I loved his books the same way I loved Robin’s – here was
another writer looking from the gutter up, who took in the theatre of
the street and cared about those who dwelt there – and was also
fucking funny and totally believable. I became great friends with Ken,
and after a few years he said to me: “Right, you’ve met all
your heroes, now it’s time you wrote a book.” He gave me a
list of rules to stick to – Ken’s Kommandments – and
off I went. I worked with a Sacred Heart Ken gave me on my desk and a
portrait of Derek Raymond my friend Mark Reeve drew looking down from
the wall. How could I let either of them down?
5.) What is your favourite crime read of all time?
That is so hard to answer. But for the overall impact of audacity, inventiveness, language and simply ripping your head clean off, I guess my Magnum opus would be Ellroy’s LA Quartet.
6.) Would you describe yourself as a Crime fan and if so, which authors do you most admire?
I think you may have gathered from the above rantings that yes, I do. And this question is easy to answer! In alphabetical order (it’s the only way to ensure fairness): Peter Ackroyd, Jake Arnott, Nelson Algren, Desmond Barry, Ken Bruen, Mikhail Bulgakov, James M Cain, Cormac McCarthy, Harry Crews, Joolz Denby, Jon Dos Passos, James Ellroy, Patrick Hamilton, Dashiell Hammett, Chester Himes, William Hjortsberg, Joe R Lansdale, Lydia Lunch, Hilary Mantel, Patrick McCabe, David Peace, Derek Raymond, Jim Thompson, Martyn Waites, Charles Willeford, John Williams, Mary Woronov… that’s right, they’re not all strictly ‘crime’ authors but somehow they are all tapped in to the same kind of truths that I want to read about.

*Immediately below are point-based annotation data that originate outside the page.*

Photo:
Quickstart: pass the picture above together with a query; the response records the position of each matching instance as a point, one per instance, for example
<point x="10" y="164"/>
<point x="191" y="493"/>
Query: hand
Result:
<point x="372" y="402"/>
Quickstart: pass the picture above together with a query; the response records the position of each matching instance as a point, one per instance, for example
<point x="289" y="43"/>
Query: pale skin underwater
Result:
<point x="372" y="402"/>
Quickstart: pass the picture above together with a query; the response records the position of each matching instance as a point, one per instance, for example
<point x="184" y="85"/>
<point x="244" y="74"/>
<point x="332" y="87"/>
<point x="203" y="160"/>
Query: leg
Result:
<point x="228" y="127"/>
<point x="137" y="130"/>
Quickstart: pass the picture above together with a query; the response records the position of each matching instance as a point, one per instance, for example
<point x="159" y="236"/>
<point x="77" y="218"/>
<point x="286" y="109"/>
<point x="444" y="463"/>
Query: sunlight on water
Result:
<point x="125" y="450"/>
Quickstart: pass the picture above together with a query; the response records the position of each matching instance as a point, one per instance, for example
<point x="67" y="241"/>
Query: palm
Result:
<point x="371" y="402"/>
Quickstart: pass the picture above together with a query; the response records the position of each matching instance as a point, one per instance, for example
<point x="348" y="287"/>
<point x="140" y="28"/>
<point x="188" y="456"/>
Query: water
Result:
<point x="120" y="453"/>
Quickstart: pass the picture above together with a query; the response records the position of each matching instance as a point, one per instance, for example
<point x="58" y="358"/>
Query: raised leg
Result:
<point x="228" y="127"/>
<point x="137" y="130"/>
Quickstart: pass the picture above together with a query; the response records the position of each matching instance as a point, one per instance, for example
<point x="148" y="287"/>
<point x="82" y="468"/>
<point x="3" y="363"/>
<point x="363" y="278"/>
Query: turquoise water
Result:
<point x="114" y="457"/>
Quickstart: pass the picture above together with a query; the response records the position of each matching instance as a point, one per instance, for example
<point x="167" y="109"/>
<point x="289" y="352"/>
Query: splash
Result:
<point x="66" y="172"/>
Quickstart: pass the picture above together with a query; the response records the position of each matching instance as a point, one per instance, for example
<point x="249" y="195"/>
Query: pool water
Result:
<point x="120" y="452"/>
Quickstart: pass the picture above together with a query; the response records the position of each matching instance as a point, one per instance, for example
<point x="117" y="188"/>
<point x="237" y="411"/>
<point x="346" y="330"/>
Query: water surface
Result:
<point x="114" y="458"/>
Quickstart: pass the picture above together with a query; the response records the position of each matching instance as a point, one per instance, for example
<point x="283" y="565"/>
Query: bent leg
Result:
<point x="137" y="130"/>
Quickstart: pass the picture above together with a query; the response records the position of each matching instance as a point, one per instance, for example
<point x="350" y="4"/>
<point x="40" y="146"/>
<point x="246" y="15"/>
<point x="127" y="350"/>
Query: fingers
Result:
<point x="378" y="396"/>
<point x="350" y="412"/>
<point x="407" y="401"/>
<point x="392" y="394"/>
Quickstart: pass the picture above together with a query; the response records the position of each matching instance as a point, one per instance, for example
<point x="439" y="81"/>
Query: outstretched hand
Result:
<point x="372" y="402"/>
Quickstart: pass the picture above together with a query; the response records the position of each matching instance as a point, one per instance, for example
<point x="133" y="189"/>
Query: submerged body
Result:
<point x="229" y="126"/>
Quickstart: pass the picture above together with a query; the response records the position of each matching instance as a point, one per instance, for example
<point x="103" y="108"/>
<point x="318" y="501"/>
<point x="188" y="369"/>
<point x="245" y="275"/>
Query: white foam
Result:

7.) What is your favourite movie adaptation of a crime novel?
LA Confidential without a shadow of a doubt. It is rapidly taking over Goodfellas as my comfort film.
8.) Without giving away the story, which book included your favourite plot twist of all time?
The Pick Up by Charles Willeford. It can never be beaten.
9) You were a feature writer for the Melody Maker and that kind of gritty writing shows in your book. Do you think that experience gave you a good basis to write The Not Knowing?
Well, unlike a lot of books that are set in the world of popular culture,
at least I do know what I am talking about. With Melody Maker
I did get to see a lot of the world, meet a lot of fantastic people and
see some brilliant bands in action. As a direct influence, the voice of
Luther Lang in The Not Knowing is actually the voice of Danny
Barnes, who played the banjo in one of my favourite bands, The Bad Livers
(Hayseed Dixie are a really amateur update of what they did 15 years ago
and 15 times better). He had this totally beguiling Texan accent that
sounded like woodsmoke and whiskey and Johnny Cash. Like Diana in the
book, I could have listened to that voice all day.
10.) Where do you see crime fiction going next?
I think that at the moment, Britain and Ireland are producing the most interesting stuff, and it’s from people who were inspired by James Ellroy, and a lot of times, Derek Raymond too. I would hope it would continue in the vein of people like Jake Arnott, David Peace, Ken Bruen, Martyn Waites, Joolz Denby and myself, who have taken that inspiration and run with it, creating secret histories and giving a voice to those who usually never get heard.